Clinton has long taken apparently contradictory positions on the Middle East. As first lady, she hugged Palestinian leader Yasser Arafat's wife. As a senator from New York she staunchly defended Israel. And as President Obama's chief diplomat, she has publicly upbraided - and also bolstered - Israeli Prime Minister Binyamin Netanyahu.
Her diplomacy this week, which ended Thursday with a quick stop in Jordan to have lunch with King Abdullah II, was mostly behind closed doors. The results, if any, remain unclear. But there are enough past public statements from Clinton that both Israelis and Palestinians can claim her as a potential supporter.
"Both sides view her as an advocate because she has a clear history of support on the issue: security for Netanyahu and the Israelis, and statehood for [Palestinian Authority President Mahmoud] Abbas and the Palestinians," said Jonathan Prince, until recently a member of the administration's Middle East team under special envoy George J. Mitchell.
Clinton is not shy about her record. In an interview with Palestine TV and Israel's Channel 2 this month, Clinton said, "I'm the first person ever associated with an American administration who called for a Palestinian state as a way to realize the two-state solution." She was referring to her statement in support of a Palestinian state as first lady in May 1998, a time when her husband's administration still avoided the phrase.
The White House distanced itself from her statement, and her stance caused her headaches years later during her campaign for a New York Senate seat. At her controversial meeting with Suha Arafat in 2000, she repeatedly refused to reiterate her statehood call.
Now, however, Clinton says she was ahead of her time, frequently bringing up the remark in internal deliberations.
Similarly, while flying to Egypt for this week's talks, Clinton touted another controversial statement - her claim last year that Israel's offer of a limited moratorium on settlement construction was "unprecedented." That comment unleashed a storm of criticism in the Arab world, and even some of her key aides felt it appeared to tilt too strongly toward Israel.
But Clinton notes that the very people who then called the moratorium inadequate now insist it be extended. "Some of you may remember that when I pushed for and then went and stood with Netanyahu on behalf of the moratorium, it was summarily criticized, roundly and consistently, by everyone in the region," she said. "And I took my fair share of that criticism for saying what happened to be the fact, that it was an unprecedented decision by an Israeli government."

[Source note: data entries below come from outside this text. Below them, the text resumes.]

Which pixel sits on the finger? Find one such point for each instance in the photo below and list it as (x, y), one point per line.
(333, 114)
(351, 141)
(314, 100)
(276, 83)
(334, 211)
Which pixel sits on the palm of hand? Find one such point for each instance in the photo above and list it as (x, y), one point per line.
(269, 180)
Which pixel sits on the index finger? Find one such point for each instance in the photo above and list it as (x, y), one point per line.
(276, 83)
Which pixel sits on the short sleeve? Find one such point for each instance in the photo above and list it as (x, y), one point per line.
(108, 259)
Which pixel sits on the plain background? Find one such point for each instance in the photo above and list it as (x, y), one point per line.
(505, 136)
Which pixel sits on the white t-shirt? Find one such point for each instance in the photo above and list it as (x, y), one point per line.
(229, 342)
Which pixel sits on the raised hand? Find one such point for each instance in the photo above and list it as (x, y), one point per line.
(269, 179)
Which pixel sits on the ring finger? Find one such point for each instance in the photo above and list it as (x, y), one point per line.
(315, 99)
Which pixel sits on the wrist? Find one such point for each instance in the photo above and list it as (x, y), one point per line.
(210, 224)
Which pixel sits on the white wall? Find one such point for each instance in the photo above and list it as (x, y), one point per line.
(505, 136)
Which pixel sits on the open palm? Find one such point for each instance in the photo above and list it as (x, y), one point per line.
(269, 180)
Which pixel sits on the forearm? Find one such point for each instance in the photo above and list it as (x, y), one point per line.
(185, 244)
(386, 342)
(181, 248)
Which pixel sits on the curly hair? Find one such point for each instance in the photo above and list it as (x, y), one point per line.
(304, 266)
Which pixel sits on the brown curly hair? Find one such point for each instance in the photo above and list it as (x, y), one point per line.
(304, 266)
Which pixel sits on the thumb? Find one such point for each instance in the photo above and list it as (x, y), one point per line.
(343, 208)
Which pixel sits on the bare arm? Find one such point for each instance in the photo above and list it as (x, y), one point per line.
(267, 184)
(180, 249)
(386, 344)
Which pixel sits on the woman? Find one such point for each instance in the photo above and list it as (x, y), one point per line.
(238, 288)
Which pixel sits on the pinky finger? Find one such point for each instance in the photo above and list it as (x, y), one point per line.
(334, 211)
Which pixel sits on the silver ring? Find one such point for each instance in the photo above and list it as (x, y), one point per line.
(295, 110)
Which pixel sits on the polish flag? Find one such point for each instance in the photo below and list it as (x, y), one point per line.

Aides say Clinton has prepared assiduously for the diplomacy that is now underway. She was deeply involved in overseeing more than 20 trips to the region by Mitchell in less than two years. She has studied past peace negotiations, reached out to her predecessors and other former senior officials for advice and has a weekly conversation with Obama about the prospects for Israeli-Palestinian peace.
Earlier this year, at the height of tensions with Israel over a perceived insult of Vice President Biden, Clinton delivered three speeches on the conflict within four weeks, each touching on a different aspect. One address, to the American Israel Political Affairs Committee, preached "tough love" on how Israel could not expect to maintain the status quo with the Palestinians without eventually losing its Jewish character and its military edge over terror groups.
Clinton often speaks with fervor about resolving the conflict, using turns of phrase that are unusual in the bland world of diplomacy. On her first trip to the region as secretary, she declared at the end of a news conference: "I feel passionately about this. This is something in my heart, not just in my portfolio." The Arab reporters present burst into applause.
Analysts say Clinton's unique combination of skills and background could prove to be an asset.
Rob Malley, who served in the Clinton administration, referred to the "archaeology of Hillary Clinton - the various layers of experience that have shaped her views," including her stints as first lady, senator with a pro-Israel constituency, and secretary of state.
"Each of those successive layers forms part of who she is, and anyone trying to divine where she stands or will stand, or how she will perform as a negotiator, needs to take all of them into account," he said. "It's a complex puzzle, and which piece of it will have more of an impact at what time and on what issue is very hard to say."
But with that background, Malley said, "she potentially can be the answer to three dilemmas the administration faces: how to reassure an Israeli government that still harbors doubts about President Obama without alienating Palestinians or Arabs; how to placate parts of the Jewish community that has misgivings about the administration without overly restricting the U.S.'s maneuvering room; and how to invest star power into the process without prematurely exposing the president."